Fresh Ingredients

Yesterday, we visited the local Farmer’s Market to buy ingredients for our cooking class! We walked from the cooking school in the French Quarter through the Central Business district. The small congregation of white topped canopies looked like a fleet of sailing ships on a concrete sea. Under them, tables overflowed with vegetables, fruits, flowers, meats, cheeses- vibrant, fresh, and tenderly stacked in bins and boxes. In contrast to the relatively quiet, sleepy streets we walked to get there, the Farmer’s Market was lively and bustling.

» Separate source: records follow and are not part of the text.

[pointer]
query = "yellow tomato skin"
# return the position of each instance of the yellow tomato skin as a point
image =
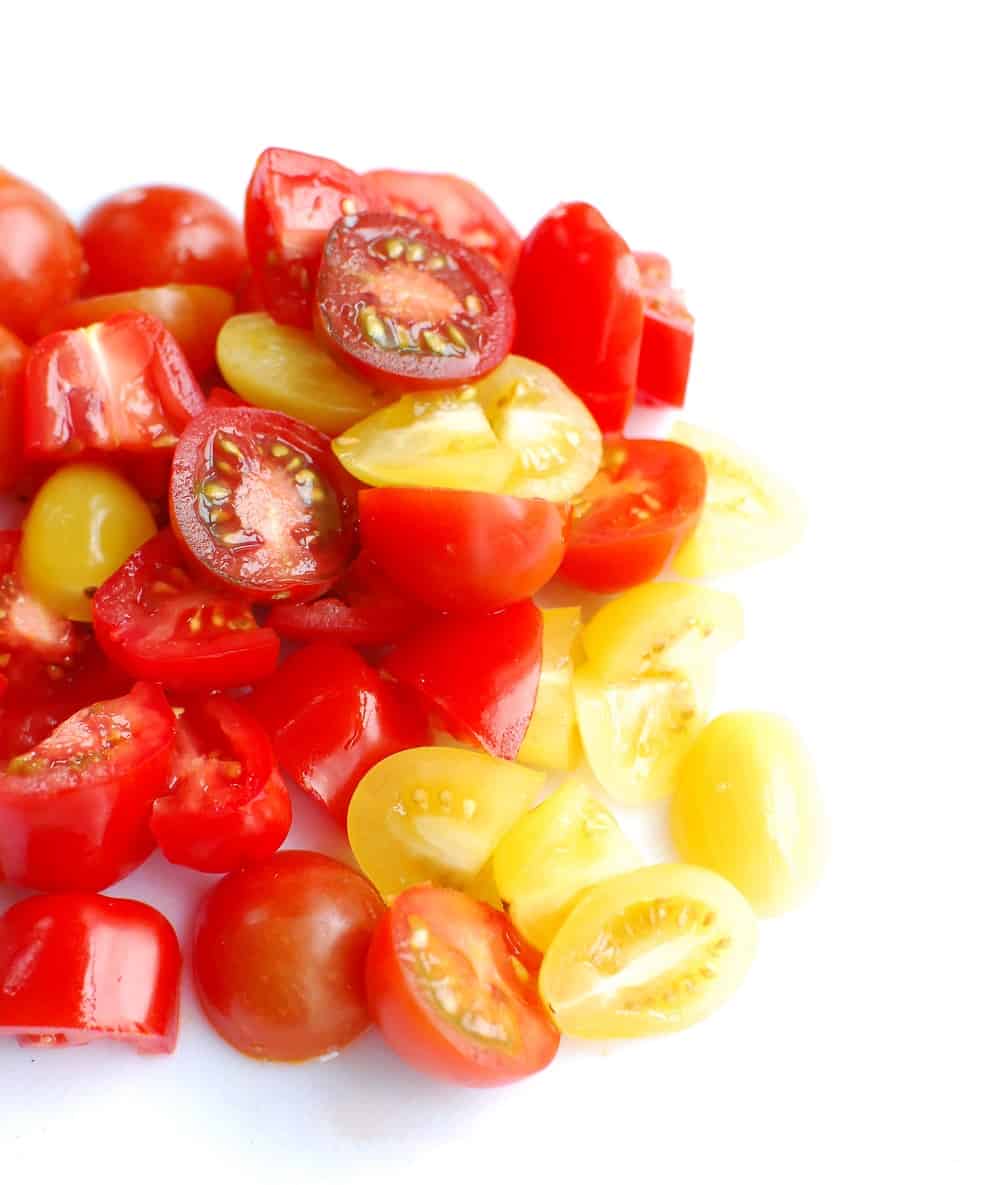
(553, 853)
(435, 814)
(284, 369)
(747, 806)
(83, 525)
(649, 952)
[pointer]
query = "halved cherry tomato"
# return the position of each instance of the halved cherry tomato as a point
(75, 809)
(292, 202)
(409, 308)
(228, 805)
(256, 500)
(454, 207)
(632, 518)
(158, 623)
(331, 718)
(479, 673)
(462, 551)
(77, 967)
(160, 235)
(450, 992)
(579, 308)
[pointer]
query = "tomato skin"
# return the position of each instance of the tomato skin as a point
(280, 956)
(486, 946)
(160, 235)
(579, 308)
(40, 256)
(462, 551)
(78, 967)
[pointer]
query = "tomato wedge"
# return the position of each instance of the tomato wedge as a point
(450, 991)
(409, 308)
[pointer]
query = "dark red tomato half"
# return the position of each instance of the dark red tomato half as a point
(332, 717)
(450, 988)
(260, 503)
(627, 524)
(75, 809)
(228, 805)
(462, 551)
(78, 967)
(454, 207)
(478, 673)
(292, 202)
(409, 308)
(579, 308)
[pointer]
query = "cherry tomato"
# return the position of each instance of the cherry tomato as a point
(450, 992)
(160, 235)
(331, 718)
(633, 517)
(228, 805)
(409, 308)
(156, 622)
(479, 673)
(77, 967)
(40, 257)
(461, 551)
(75, 809)
(256, 500)
(579, 308)
(280, 956)
(453, 207)
(292, 202)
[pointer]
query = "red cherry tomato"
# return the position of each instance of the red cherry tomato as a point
(77, 967)
(75, 809)
(450, 987)
(228, 805)
(408, 307)
(40, 257)
(579, 308)
(260, 503)
(160, 235)
(453, 207)
(280, 956)
(331, 718)
(462, 551)
(633, 517)
(479, 673)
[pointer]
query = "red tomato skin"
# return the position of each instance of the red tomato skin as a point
(78, 967)
(462, 551)
(579, 308)
(160, 235)
(332, 717)
(88, 831)
(40, 256)
(478, 672)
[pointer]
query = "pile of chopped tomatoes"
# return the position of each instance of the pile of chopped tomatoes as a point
(316, 504)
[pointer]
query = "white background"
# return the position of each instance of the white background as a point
(824, 178)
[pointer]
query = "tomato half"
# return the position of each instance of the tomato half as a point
(579, 308)
(77, 967)
(256, 500)
(462, 551)
(450, 992)
(633, 517)
(409, 308)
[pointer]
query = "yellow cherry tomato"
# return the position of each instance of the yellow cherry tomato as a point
(747, 806)
(749, 514)
(648, 952)
(284, 369)
(552, 741)
(435, 814)
(555, 852)
(83, 525)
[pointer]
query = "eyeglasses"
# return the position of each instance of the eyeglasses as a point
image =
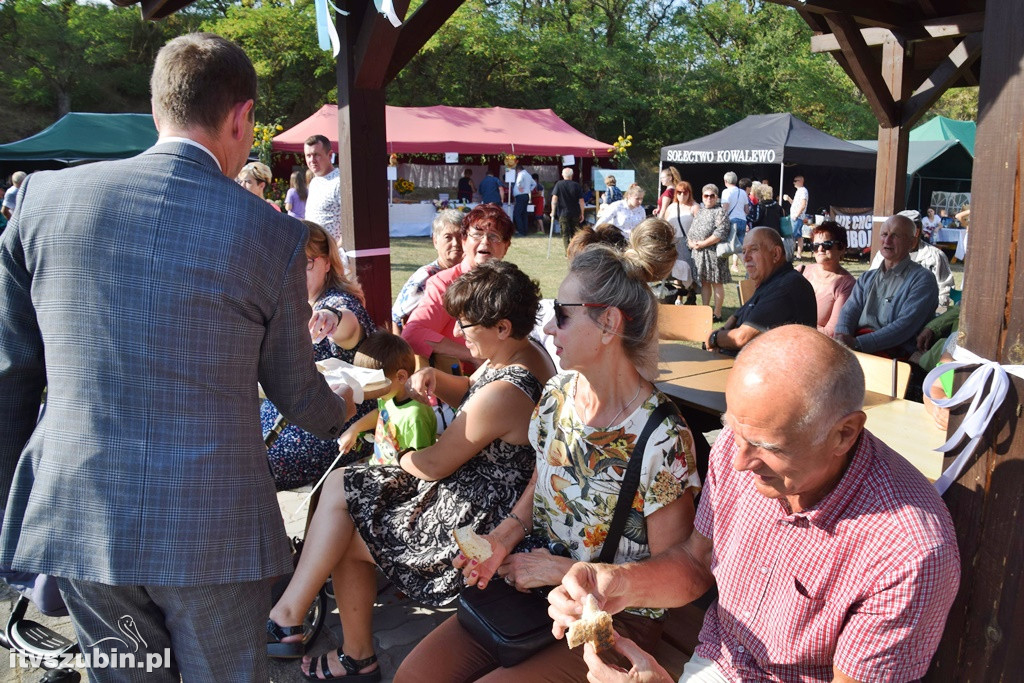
(493, 238)
(560, 315)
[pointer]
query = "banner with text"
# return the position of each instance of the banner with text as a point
(857, 223)
(721, 157)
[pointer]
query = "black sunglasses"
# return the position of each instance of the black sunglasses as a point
(560, 315)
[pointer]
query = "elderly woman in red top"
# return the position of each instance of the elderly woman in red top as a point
(486, 235)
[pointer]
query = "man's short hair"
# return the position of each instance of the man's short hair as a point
(313, 140)
(383, 350)
(198, 78)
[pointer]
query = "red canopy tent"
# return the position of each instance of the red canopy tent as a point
(468, 131)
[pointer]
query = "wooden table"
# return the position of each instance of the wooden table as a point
(696, 379)
(677, 360)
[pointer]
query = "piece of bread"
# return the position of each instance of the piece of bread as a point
(594, 625)
(472, 545)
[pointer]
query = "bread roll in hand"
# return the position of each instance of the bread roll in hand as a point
(473, 546)
(594, 625)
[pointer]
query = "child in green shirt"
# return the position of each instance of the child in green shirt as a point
(399, 421)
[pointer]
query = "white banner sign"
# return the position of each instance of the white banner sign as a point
(721, 157)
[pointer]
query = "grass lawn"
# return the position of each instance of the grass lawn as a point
(530, 254)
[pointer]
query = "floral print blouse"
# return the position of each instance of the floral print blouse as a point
(581, 468)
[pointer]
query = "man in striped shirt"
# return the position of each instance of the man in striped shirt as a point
(835, 559)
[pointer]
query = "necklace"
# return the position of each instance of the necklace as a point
(611, 422)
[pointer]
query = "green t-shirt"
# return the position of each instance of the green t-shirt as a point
(408, 424)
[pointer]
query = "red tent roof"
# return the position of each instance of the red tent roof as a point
(469, 131)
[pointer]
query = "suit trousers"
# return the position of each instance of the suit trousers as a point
(519, 214)
(202, 633)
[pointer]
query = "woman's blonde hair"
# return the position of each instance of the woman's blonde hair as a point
(322, 244)
(619, 280)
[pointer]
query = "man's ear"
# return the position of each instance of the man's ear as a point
(242, 119)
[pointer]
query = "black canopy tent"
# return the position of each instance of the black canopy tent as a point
(779, 145)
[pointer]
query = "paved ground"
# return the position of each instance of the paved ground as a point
(398, 623)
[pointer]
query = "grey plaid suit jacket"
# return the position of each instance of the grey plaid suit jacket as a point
(150, 295)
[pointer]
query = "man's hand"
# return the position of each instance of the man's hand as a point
(644, 669)
(565, 601)
(345, 391)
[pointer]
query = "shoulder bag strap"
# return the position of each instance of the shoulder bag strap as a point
(631, 481)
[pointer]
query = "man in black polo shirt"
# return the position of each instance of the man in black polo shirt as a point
(782, 295)
(566, 205)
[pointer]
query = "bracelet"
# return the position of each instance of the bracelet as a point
(333, 310)
(514, 516)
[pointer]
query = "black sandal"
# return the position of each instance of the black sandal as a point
(276, 648)
(351, 667)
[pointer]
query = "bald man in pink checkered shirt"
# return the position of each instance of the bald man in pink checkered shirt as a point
(835, 559)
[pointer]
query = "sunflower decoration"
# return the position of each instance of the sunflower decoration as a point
(403, 186)
(263, 139)
(620, 150)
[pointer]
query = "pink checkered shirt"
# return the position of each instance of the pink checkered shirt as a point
(863, 580)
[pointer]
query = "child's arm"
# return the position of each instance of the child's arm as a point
(367, 423)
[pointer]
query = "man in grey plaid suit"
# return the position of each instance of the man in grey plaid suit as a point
(148, 296)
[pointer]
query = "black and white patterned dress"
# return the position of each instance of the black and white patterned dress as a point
(407, 522)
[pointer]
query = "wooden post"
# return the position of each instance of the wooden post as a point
(363, 165)
(890, 169)
(985, 630)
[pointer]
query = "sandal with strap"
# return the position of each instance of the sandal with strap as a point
(351, 667)
(276, 648)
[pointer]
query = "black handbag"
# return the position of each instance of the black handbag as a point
(512, 625)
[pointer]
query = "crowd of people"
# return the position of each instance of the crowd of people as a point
(148, 298)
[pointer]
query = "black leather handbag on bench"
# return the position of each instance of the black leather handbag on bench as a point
(512, 625)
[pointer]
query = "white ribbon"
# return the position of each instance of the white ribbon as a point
(983, 406)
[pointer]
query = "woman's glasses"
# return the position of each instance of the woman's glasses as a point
(493, 238)
(560, 315)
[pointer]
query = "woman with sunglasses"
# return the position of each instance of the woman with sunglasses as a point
(710, 226)
(338, 325)
(401, 518)
(680, 215)
(830, 281)
(605, 329)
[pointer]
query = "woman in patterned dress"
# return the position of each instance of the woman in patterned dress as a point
(710, 226)
(584, 430)
(401, 518)
(339, 325)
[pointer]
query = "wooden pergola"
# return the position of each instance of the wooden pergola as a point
(903, 54)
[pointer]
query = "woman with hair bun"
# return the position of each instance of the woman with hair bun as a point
(584, 431)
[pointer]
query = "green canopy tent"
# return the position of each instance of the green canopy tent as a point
(78, 137)
(941, 128)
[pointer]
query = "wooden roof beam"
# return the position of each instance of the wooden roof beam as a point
(945, 27)
(864, 70)
(375, 47)
(424, 23)
(953, 68)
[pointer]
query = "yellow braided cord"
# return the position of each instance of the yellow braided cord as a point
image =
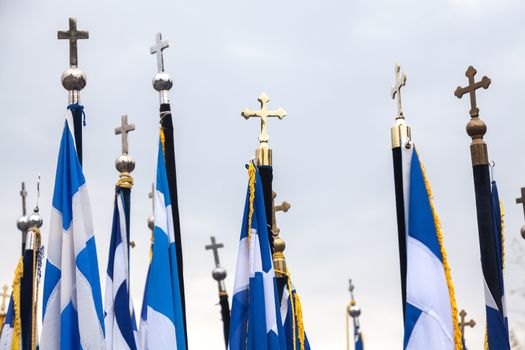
(17, 329)
(502, 212)
(251, 174)
(299, 315)
(446, 267)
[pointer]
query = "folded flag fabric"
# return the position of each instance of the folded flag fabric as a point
(72, 307)
(255, 317)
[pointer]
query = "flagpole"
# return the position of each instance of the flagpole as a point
(400, 133)
(74, 80)
(476, 129)
(219, 274)
(263, 154)
(162, 83)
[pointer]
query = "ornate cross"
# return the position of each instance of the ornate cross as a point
(215, 247)
(123, 130)
(401, 80)
(23, 194)
(159, 46)
(471, 89)
(284, 206)
(73, 35)
(462, 322)
(4, 296)
(264, 114)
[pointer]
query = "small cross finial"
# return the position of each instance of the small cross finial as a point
(123, 130)
(401, 80)
(471, 89)
(159, 46)
(5, 296)
(264, 114)
(23, 194)
(215, 247)
(462, 323)
(73, 35)
(283, 207)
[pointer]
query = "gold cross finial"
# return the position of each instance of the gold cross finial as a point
(264, 114)
(471, 89)
(401, 80)
(4, 296)
(462, 323)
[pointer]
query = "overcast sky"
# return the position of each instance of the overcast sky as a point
(330, 64)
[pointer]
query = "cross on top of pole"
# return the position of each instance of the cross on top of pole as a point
(159, 46)
(123, 130)
(264, 114)
(471, 89)
(73, 35)
(215, 247)
(401, 80)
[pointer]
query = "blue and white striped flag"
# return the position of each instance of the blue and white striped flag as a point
(121, 329)
(255, 317)
(496, 307)
(72, 308)
(431, 314)
(165, 325)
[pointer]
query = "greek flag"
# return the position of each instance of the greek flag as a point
(72, 308)
(8, 328)
(119, 319)
(496, 308)
(165, 325)
(291, 313)
(431, 313)
(255, 318)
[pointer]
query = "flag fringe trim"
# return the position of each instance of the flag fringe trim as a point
(446, 267)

We split into groups and shopped for the dishes we would prepare in class. My group was responsible for making potato salad. The people running the stand explained to us that the eggs we bought were from chicken grown on a local farm, free of cages, and were laid two days ago. Unlike the bleached white eggs you buy from grocery stores, these eggs were shades of soft, natural browns and tans. We told them that we were looking for celery, and they didn’t have that, but they had a similar plant called Lovage. They tore off a leaf, “Try it!” I popped in my mouth and it tasted just like celery (but a bit stronger). Pleasantly surprised, we reached for our money to buy the eggs and Lovage, but they insisted we have them for free. So sweet!

We have learned that New Orleans culture is inextricably tied to a strong sense of place. Shopping for local ingredients helped us see that first hand. The cuisine is tied to food that is available and fresh. As the seasons change, so do the dishes on people’s tables. As the strawberries were irresistibly bright and fragrant, we incorporated them into a dessert. This type of cooking and eating embraces the complexity of the local culture, and brings it to the table for us to experience it together.